By focusing on the role of women in the film, and distinguishing their role from men, Gabriel course-corrects a story that before now, has never been told from the Kanien’kéha:ka perspective.
“The women did their role in protecting their land and the men did their role in protecting the people,” Gabriel clarified. “A warrior understands their laws, understands their traditions, their roles and responsibilities, and helps protect the people.”
This refocusing is important when considering the huge attention that Mohawk warriors and military conflict garnered in media accounts as well as documentaries about 1990. Attention often focuses on the 78-day standoff, and ignores the root of the conflict: the land, and the people connected to it, according to Gabriel.
“When people think of the crisis, they think of men with bandanas and weapons. They don’t think about the women that went to the front and tried to negotiate with police,” Gabriel explained.
Meanwhile, the Pines are still disputed territory between the municipality of Oka and Kanesatake, with development projects underway. “Thirty-two years later, we’re still fighting the same fight,” said Gabriel.

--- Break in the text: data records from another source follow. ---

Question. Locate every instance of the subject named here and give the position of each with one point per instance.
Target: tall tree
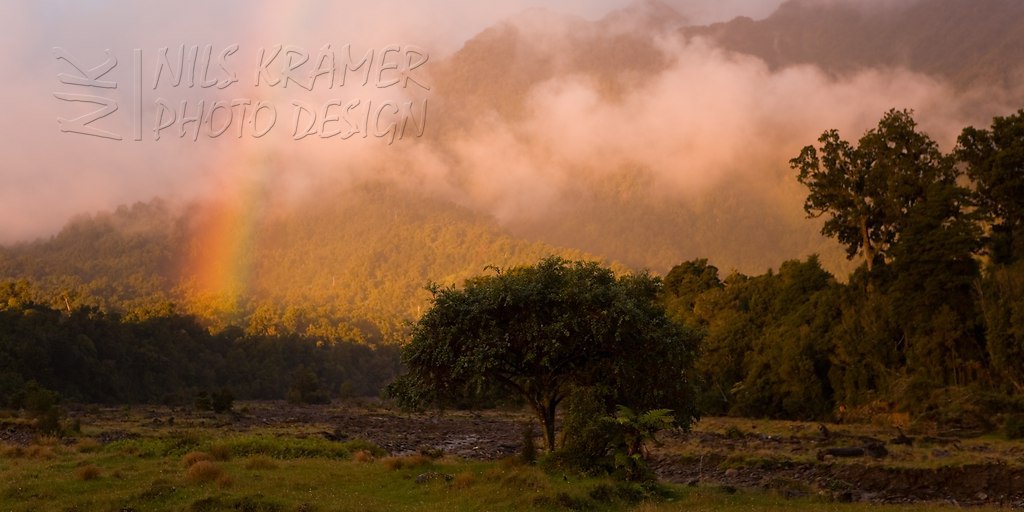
(994, 162)
(866, 190)
(539, 331)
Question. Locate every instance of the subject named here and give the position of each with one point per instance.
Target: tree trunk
(866, 242)
(546, 413)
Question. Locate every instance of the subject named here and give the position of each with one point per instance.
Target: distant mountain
(352, 260)
(354, 267)
(966, 42)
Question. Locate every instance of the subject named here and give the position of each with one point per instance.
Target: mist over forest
(642, 135)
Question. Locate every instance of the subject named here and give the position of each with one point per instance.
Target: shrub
(1014, 426)
(224, 481)
(203, 401)
(220, 452)
(463, 480)
(528, 451)
(204, 471)
(363, 456)
(222, 401)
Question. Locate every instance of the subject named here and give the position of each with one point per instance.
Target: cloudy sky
(49, 175)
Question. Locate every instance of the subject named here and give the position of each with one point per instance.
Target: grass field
(208, 468)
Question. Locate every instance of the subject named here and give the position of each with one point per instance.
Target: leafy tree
(994, 161)
(539, 331)
(866, 190)
(1003, 307)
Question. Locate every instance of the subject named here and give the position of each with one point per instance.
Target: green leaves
(537, 331)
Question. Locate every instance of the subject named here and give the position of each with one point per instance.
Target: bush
(204, 401)
(306, 389)
(1014, 426)
(220, 452)
(222, 401)
(528, 451)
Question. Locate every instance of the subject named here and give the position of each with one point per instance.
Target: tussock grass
(406, 462)
(203, 472)
(87, 472)
(260, 462)
(87, 445)
(192, 458)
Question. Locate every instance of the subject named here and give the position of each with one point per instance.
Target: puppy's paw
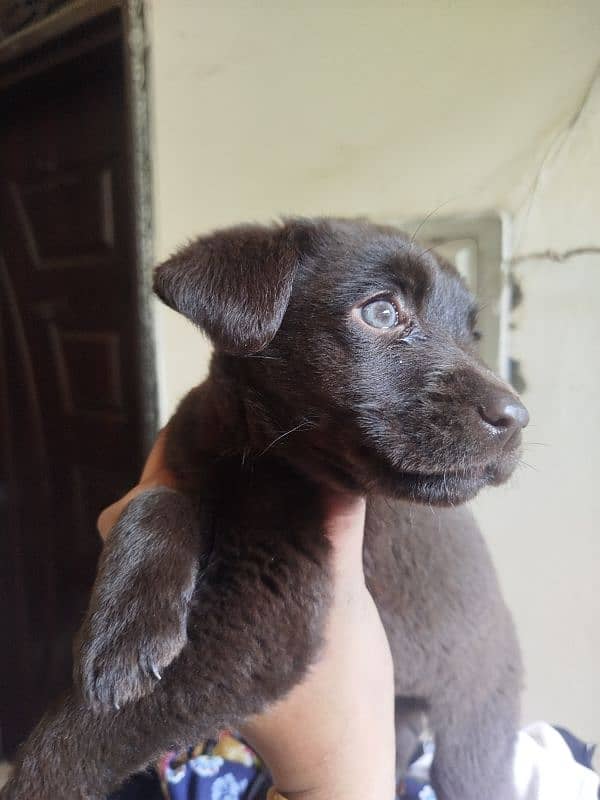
(115, 667)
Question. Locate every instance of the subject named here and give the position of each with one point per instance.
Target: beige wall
(390, 110)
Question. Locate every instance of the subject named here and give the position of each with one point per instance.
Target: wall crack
(554, 255)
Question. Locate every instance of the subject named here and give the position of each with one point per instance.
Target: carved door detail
(70, 410)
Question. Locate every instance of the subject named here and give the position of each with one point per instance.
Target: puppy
(345, 358)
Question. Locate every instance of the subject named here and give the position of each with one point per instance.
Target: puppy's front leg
(137, 618)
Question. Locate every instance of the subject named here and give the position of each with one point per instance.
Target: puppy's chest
(261, 518)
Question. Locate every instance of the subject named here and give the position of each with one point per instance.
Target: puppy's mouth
(451, 486)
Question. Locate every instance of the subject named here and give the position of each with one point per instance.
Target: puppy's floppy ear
(235, 284)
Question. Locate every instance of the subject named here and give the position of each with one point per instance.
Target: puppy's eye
(380, 314)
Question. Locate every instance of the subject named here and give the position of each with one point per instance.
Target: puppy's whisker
(284, 434)
(426, 219)
(527, 464)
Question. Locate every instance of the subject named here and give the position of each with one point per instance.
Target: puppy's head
(357, 352)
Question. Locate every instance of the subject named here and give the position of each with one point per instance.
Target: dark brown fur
(221, 588)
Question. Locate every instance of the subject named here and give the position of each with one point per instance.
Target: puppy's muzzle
(503, 416)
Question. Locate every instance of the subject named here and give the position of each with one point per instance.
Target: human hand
(333, 735)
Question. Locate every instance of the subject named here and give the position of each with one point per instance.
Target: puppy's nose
(504, 413)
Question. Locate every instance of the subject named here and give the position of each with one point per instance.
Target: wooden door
(70, 400)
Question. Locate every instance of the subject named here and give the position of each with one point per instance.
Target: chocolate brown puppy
(345, 358)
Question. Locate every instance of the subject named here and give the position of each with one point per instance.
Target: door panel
(71, 414)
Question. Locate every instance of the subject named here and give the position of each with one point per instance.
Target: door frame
(52, 40)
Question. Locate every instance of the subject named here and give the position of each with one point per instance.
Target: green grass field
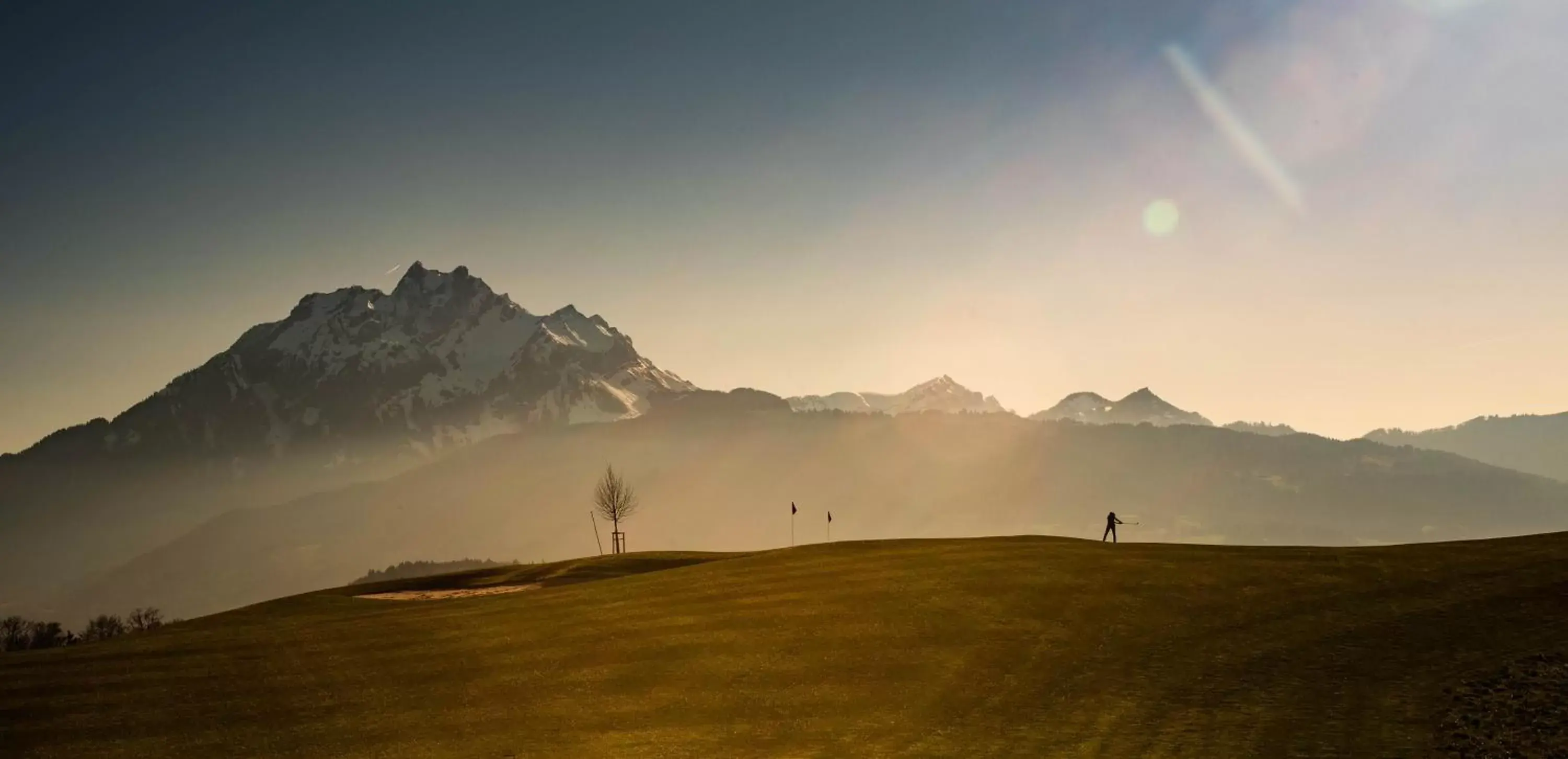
(1002, 647)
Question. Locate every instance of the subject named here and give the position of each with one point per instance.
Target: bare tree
(104, 628)
(615, 501)
(46, 636)
(143, 620)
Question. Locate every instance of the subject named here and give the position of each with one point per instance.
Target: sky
(1332, 214)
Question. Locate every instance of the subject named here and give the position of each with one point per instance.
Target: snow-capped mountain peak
(441, 360)
(940, 394)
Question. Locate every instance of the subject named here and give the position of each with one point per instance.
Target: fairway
(995, 647)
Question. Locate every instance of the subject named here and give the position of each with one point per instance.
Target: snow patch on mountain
(1140, 407)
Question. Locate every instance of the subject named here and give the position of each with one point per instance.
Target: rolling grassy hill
(727, 484)
(991, 647)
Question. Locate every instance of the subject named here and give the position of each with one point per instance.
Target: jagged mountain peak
(1142, 394)
(441, 360)
(1137, 407)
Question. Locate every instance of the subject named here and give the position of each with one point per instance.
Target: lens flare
(1161, 218)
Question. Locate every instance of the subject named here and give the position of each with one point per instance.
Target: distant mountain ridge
(941, 394)
(441, 360)
(1528, 443)
(1263, 429)
(1139, 407)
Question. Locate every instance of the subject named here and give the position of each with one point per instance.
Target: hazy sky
(816, 197)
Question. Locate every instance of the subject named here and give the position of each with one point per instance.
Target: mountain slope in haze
(993, 647)
(352, 385)
(941, 394)
(1261, 429)
(727, 482)
(441, 360)
(1529, 443)
(1140, 407)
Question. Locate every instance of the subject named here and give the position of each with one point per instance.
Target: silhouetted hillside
(725, 484)
(405, 570)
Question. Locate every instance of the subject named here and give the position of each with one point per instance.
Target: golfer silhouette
(1111, 527)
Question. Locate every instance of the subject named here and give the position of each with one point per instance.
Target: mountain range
(377, 427)
(941, 394)
(1529, 443)
(352, 386)
(1139, 407)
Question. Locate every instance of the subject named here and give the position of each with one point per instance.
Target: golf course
(990, 647)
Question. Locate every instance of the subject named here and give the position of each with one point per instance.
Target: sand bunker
(443, 595)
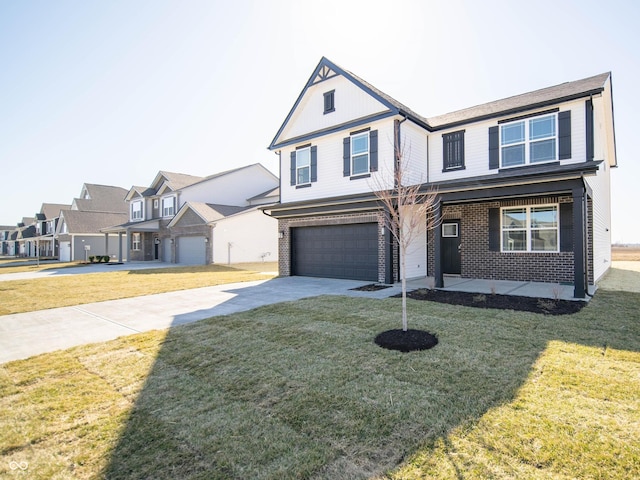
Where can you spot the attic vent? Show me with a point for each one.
(324, 73)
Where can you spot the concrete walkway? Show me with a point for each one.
(25, 334)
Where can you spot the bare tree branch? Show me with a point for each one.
(409, 210)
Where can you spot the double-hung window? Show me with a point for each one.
(303, 166)
(360, 153)
(530, 229)
(329, 102)
(136, 210)
(453, 151)
(168, 206)
(135, 241)
(528, 141)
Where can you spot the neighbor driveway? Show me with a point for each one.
(25, 334)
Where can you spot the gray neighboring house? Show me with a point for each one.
(79, 228)
(186, 219)
(7, 244)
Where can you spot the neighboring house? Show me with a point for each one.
(25, 237)
(79, 228)
(7, 245)
(523, 183)
(201, 220)
(46, 222)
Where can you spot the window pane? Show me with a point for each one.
(360, 164)
(513, 155)
(303, 157)
(303, 175)
(360, 144)
(544, 217)
(543, 151)
(542, 127)
(544, 240)
(512, 133)
(514, 241)
(514, 218)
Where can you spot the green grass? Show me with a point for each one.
(299, 390)
(19, 296)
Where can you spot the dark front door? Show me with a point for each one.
(451, 260)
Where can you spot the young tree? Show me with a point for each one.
(409, 210)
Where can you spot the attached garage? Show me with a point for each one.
(336, 251)
(191, 250)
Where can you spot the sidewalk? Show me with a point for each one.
(25, 334)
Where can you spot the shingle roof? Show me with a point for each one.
(176, 181)
(103, 198)
(545, 96)
(91, 222)
(52, 210)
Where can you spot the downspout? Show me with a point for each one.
(396, 164)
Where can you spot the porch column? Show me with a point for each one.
(128, 244)
(437, 247)
(579, 287)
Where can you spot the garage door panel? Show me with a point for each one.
(191, 250)
(336, 251)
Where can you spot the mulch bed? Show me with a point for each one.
(408, 341)
(544, 306)
(372, 287)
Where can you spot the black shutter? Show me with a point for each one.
(314, 163)
(494, 148)
(494, 229)
(564, 134)
(589, 131)
(346, 156)
(373, 151)
(293, 167)
(566, 227)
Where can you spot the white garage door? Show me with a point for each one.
(65, 251)
(191, 250)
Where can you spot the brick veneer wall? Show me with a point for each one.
(479, 262)
(285, 225)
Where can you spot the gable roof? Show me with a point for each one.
(102, 198)
(208, 212)
(175, 181)
(90, 222)
(52, 210)
(527, 101)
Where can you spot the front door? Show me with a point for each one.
(451, 259)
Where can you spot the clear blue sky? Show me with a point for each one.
(111, 92)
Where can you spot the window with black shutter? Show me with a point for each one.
(453, 151)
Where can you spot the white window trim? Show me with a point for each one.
(308, 166)
(132, 216)
(135, 245)
(528, 229)
(368, 153)
(527, 141)
(173, 207)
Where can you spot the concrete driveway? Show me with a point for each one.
(26, 334)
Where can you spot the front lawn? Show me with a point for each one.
(299, 390)
(18, 296)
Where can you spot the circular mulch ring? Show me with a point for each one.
(408, 341)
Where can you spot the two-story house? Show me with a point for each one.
(187, 219)
(523, 183)
(79, 228)
(46, 222)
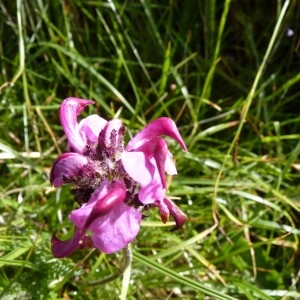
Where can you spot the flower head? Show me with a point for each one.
(113, 184)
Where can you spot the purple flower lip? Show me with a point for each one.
(112, 183)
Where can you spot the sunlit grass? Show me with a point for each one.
(227, 73)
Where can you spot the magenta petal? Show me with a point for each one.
(178, 215)
(109, 135)
(80, 216)
(66, 165)
(64, 248)
(68, 112)
(116, 230)
(160, 126)
(170, 165)
(138, 167)
(157, 148)
(90, 128)
(115, 196)
(146, 174)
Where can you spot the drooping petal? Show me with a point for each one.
(138, 167)
(90, 128)
(145, 171)
(170, 165)
(80, 216)
(160, 126)
(157, 148)
(110, 202)
(67, 165)
(68, 112)
(178, 215)
(116, 230)
(65, 248)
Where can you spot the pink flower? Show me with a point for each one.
(113, 184)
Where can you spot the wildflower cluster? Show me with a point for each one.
(113, 184)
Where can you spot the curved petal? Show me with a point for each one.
(157, 148)
(160, 126)
(170, 165)
(80, 216)
(90, 128)
(145, 171)
(138, 167)
(178, 215)
(66, 165)
(116, 230)
(68, 112)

“We have a developer Mr. (Gregoire) Gollin who lied, has built more homes on it, and totally ignores our rights. We’re being squeezed into smaller tracts of land,” she continued. “And we have our own people cutting the Pines for their own economic benefit.”
The film makes clear that colonialism is not a thing of the past, but is ongoing.
“There are too many stories that have to be told,” said Deschamps. “Not only related to religion, but also related to land protection, respect for the land, and respect for the communities, the Indigenous communities and their beliefs.”
Gabriel saw this film as the coming together of many friends and family who participated in telling the story, as well as contributing their knowledge to strengthen it.
“She has the sensitivity of an artist and every film that she makes, she makes it like it’s an art piece, but also in the way to teach you. Ellen is a great teacher,” said Oreana Franchy, a documentary filmmaker for the United Nations and classmate of Gabriel at NYFA. “I have learned so much from her.”
This is evidenced in the title, “Kanatenhs – When The Pine Needles Fall” which holds an important meaning. “It is about the trees and protecting the trees, but it means so much more – that they are our family,” Gabriel said. “When the final needle falls, it’s the end of us.”